We downloaded the StackOverflow dump which is hosted on this link. The data are in XML format. We parsed the XML files and dumped the data into a database using the DumpSO.py script.
Each data set consists of three folders: Alignment, Corpora and Usages. Contents in each folder are as follows:
Folder | Content |
---|---|
Alignment | CSV file containing the Per-word entropy values plotted in Figure 2 in the paper. |
Corpora | Two text files: eng.txt and code.txt. These files contain the english and code corpora. |
Usages | Two files with .dict extensions. Each file contains the usage frequencies for every English and code tokens. There are three columns in the files. The columns are explained in the following section. |
Processing Data with OpenNMT
cd ~/OpenNMT
-
For tokenization run from command line: th tools/tokenize.lua -mode space < ~/data/eng.txt > ~/data/eng.tok th tools/tokenize.lua -mode space < ~/data/code.txt > ~/data/code.tok
-
For creating the dictionary run from the command line: th preprocess.lua -train_src ~/data/eng.tok -train_tgt ~/data/code.tok -keep_frequency true -save_data ~/data/dictionary
For each corpus there will be a dictionary with three columns (tab separated).
Example:
token | 1-indexed token id | Occurance frequency |
---|---|---|
Drawable.Drawable | 5 | 658 |
The first four tokens of each dictionary contains:
<blank>
<unk>
<s>
</s>
So, we remove them.
Besides creating the dictionary (the .dict files) previous command creates a binrary file with .t7 extension.

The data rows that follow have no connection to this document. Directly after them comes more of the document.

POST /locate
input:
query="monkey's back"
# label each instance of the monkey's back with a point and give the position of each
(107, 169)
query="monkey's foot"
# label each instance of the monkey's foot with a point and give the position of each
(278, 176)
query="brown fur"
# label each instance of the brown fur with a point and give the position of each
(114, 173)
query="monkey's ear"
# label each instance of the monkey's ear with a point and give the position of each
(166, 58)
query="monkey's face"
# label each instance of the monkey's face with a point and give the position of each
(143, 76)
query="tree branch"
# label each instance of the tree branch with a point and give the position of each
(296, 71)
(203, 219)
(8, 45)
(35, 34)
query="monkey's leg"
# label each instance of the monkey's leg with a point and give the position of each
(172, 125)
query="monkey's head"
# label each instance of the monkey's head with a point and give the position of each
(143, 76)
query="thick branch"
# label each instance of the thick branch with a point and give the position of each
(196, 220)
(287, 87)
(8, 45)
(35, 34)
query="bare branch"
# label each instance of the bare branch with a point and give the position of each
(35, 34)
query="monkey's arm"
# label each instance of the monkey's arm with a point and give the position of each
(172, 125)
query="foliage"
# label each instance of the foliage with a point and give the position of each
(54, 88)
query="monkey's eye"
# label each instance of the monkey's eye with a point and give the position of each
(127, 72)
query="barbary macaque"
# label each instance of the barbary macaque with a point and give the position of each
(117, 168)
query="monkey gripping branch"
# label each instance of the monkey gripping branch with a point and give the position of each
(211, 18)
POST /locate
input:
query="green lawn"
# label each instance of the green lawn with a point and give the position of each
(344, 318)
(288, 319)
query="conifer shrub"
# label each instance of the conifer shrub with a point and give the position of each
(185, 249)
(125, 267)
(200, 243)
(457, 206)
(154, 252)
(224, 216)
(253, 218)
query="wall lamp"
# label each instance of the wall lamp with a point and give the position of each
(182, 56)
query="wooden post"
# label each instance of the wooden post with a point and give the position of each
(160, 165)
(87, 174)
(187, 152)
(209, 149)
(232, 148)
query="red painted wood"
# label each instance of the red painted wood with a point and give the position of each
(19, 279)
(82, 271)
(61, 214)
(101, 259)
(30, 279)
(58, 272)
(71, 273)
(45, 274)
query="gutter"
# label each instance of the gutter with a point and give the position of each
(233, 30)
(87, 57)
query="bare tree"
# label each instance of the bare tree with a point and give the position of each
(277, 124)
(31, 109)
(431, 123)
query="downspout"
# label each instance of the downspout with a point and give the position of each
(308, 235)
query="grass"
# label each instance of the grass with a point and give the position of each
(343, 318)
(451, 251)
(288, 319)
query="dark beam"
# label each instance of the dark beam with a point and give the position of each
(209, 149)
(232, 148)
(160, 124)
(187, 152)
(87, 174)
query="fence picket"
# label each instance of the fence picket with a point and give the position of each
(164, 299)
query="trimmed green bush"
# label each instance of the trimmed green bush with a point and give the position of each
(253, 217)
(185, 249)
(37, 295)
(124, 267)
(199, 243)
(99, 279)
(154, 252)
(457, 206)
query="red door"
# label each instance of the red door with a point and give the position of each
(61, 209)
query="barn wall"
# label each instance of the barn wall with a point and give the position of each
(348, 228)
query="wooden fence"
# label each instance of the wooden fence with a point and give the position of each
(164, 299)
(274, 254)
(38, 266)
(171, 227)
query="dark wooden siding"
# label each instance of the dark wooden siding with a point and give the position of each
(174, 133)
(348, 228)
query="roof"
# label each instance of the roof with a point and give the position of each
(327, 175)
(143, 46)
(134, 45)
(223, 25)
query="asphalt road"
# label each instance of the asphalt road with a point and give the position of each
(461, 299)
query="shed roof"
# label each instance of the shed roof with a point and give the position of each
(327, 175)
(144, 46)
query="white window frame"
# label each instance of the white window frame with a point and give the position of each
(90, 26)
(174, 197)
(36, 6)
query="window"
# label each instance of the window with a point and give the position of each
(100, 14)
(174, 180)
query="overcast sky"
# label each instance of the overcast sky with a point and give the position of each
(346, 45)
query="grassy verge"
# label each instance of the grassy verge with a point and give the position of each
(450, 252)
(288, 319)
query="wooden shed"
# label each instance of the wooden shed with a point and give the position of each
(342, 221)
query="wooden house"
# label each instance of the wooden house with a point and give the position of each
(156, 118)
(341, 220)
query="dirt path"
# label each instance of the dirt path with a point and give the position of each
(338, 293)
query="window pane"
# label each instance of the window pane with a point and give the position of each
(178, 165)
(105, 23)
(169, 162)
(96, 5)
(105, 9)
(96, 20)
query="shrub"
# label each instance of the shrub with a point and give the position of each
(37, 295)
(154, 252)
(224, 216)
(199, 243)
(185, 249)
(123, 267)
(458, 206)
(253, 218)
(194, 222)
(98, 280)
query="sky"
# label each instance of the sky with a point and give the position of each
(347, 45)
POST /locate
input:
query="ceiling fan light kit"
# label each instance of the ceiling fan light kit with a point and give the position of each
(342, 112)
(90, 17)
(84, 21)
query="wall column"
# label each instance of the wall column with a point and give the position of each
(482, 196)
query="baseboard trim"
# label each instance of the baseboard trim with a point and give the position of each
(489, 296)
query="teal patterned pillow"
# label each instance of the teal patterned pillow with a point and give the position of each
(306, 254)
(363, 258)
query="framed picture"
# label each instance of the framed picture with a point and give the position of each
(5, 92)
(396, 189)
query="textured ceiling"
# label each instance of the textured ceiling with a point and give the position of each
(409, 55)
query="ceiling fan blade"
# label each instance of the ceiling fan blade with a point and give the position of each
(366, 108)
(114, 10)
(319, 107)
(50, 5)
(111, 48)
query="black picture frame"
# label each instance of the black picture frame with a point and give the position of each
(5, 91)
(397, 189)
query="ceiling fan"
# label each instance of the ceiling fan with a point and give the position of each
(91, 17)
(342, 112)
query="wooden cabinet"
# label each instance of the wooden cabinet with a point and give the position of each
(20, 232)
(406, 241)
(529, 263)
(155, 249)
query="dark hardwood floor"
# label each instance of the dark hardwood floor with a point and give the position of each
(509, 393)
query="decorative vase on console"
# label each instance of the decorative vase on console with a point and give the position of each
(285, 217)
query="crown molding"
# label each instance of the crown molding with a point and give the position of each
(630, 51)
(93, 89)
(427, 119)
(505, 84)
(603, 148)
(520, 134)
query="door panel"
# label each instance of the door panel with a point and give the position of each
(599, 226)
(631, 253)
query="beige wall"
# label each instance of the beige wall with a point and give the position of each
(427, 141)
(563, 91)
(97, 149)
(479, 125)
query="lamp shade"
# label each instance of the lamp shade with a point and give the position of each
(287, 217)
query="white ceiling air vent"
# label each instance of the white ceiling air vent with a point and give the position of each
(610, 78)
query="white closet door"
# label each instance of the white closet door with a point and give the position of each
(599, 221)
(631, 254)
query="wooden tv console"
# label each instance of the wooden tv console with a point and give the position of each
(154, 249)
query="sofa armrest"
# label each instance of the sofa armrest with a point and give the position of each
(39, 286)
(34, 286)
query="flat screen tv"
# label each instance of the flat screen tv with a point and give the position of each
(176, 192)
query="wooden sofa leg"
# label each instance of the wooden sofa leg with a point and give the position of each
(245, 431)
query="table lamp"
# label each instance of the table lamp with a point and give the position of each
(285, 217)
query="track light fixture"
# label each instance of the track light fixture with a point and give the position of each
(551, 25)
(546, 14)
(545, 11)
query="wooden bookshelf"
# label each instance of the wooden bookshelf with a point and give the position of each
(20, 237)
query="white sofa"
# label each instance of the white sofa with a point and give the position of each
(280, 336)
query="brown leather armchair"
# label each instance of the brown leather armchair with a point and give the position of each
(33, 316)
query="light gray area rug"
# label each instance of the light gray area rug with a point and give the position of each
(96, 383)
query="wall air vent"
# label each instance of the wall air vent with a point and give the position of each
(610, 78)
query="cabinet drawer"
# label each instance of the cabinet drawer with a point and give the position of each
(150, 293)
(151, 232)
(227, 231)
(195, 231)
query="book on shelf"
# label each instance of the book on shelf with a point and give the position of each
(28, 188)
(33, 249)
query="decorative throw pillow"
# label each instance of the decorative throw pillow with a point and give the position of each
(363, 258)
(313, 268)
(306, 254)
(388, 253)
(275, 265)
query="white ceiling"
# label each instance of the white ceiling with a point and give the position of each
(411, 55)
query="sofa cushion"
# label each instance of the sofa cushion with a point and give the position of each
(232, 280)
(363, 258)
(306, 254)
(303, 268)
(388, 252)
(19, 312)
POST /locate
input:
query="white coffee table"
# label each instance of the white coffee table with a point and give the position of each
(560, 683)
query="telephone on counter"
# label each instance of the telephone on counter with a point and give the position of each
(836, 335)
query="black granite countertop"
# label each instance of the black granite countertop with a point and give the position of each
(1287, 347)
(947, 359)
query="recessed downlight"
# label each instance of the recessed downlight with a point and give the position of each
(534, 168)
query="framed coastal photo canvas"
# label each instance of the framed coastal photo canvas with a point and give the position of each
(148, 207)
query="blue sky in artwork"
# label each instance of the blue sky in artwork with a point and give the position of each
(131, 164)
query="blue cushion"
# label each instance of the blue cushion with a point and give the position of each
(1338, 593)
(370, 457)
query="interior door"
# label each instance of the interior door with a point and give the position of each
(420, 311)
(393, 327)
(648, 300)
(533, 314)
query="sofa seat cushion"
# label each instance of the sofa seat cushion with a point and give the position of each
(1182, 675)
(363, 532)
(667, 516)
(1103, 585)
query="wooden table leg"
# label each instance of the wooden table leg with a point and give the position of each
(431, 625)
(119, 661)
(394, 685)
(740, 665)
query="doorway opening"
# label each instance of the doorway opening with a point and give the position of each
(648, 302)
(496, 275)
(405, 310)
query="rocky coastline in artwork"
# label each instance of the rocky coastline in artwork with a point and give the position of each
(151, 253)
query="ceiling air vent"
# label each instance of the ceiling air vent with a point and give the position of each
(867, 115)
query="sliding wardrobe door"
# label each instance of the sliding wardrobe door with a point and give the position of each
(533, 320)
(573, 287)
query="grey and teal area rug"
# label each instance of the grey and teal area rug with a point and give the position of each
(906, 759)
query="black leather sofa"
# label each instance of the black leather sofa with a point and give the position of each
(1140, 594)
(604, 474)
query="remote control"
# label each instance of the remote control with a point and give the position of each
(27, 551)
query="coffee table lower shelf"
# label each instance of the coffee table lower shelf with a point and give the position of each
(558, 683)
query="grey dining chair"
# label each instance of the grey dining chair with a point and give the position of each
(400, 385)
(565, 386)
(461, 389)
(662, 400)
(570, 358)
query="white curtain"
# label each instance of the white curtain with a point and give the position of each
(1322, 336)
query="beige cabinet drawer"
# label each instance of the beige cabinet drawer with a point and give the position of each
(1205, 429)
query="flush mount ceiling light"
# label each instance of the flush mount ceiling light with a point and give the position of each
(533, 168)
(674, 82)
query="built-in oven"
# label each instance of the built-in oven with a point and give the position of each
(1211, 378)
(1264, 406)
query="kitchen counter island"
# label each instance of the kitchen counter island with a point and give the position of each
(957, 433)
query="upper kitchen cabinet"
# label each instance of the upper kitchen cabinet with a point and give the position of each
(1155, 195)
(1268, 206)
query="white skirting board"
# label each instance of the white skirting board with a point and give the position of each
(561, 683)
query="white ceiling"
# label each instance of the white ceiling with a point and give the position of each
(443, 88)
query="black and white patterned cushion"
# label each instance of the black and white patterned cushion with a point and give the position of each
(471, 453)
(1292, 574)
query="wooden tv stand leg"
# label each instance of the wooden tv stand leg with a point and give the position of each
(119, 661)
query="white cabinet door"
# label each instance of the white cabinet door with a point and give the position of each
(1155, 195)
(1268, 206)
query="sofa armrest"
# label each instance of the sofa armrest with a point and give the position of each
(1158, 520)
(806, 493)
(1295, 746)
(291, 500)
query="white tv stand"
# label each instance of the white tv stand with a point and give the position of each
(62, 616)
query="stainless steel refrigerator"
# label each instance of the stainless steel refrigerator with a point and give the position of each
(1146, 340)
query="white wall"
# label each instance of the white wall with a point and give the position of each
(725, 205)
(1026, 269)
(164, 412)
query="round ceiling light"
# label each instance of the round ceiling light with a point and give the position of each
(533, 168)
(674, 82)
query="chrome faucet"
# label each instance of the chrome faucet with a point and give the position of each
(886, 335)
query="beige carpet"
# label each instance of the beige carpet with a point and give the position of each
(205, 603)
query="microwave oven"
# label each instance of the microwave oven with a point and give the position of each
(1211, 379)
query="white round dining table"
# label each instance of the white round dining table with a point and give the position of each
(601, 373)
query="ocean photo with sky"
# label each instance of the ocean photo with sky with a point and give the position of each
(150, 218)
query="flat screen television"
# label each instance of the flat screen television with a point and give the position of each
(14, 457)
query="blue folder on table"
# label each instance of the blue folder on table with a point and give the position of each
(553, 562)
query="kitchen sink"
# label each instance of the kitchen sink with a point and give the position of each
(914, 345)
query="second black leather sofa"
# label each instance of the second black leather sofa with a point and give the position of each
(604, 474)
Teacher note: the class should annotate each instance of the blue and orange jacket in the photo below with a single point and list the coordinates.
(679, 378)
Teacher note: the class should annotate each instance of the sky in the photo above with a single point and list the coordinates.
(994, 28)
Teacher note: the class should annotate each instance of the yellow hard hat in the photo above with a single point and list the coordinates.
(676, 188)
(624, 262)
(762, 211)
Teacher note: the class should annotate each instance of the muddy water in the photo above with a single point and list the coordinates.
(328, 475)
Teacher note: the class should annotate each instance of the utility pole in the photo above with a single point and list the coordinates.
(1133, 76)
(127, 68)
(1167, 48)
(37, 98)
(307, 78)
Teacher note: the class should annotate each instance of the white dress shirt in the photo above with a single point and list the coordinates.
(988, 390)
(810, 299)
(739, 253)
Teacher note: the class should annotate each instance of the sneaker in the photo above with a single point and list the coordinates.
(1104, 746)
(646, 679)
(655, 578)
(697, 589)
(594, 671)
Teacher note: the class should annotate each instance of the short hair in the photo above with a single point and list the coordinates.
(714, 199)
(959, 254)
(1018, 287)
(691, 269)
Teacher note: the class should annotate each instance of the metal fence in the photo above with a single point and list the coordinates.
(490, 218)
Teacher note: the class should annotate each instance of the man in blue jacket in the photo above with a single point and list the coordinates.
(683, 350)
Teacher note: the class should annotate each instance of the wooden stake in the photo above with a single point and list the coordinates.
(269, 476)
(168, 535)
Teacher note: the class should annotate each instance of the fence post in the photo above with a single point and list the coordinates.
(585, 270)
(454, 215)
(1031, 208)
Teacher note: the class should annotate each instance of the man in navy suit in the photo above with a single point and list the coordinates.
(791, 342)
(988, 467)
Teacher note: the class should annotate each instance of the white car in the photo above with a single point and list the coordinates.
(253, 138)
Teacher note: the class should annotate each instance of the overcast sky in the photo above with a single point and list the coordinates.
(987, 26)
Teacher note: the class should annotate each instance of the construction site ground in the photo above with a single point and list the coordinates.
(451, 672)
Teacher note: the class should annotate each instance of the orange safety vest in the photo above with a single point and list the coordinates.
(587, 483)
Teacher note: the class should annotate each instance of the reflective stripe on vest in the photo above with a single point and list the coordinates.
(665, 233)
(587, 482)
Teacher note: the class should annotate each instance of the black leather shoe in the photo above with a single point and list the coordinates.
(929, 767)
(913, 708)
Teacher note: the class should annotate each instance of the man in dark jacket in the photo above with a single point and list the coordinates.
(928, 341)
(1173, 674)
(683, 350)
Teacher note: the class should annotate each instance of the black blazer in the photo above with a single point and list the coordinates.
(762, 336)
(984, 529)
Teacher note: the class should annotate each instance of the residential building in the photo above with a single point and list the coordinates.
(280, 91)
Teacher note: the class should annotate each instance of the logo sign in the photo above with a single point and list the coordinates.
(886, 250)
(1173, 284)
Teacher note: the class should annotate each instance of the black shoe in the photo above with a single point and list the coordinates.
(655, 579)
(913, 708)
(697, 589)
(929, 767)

For our purpose we do not need that file.
rm ~/data/*.t7
- From command line run: cd ~/SOParallelCorpusReplication/BerkeleyAligner
- Split your corpus into two parts: 80% for training and 20% for testing
- Run the following commands one after another:
mkdir -p ~/SOParallelCorpusReplication/BerkeleyAligner/data/train
mkdir ~/SOParallelCorpusReplication/BerkeleyAligner/data/test
- Populate the BerkeleyAligner/data/train folder with train.en and train.cd
- Populate the BerkeleyAligner/data/test folder with test.en and test.cd
- run java -Xms2g -Xmx4g -jar berkeleyaligner.jar ++.conf configuration.conf
The last command will create a folder ~/SOParallelCorpusReplication/BerkeleyAligner/output and fill in the folder with many files. Among the files we need only stage2.1.params.txt. This file is the first argument for AlignmentEntropyStat.py.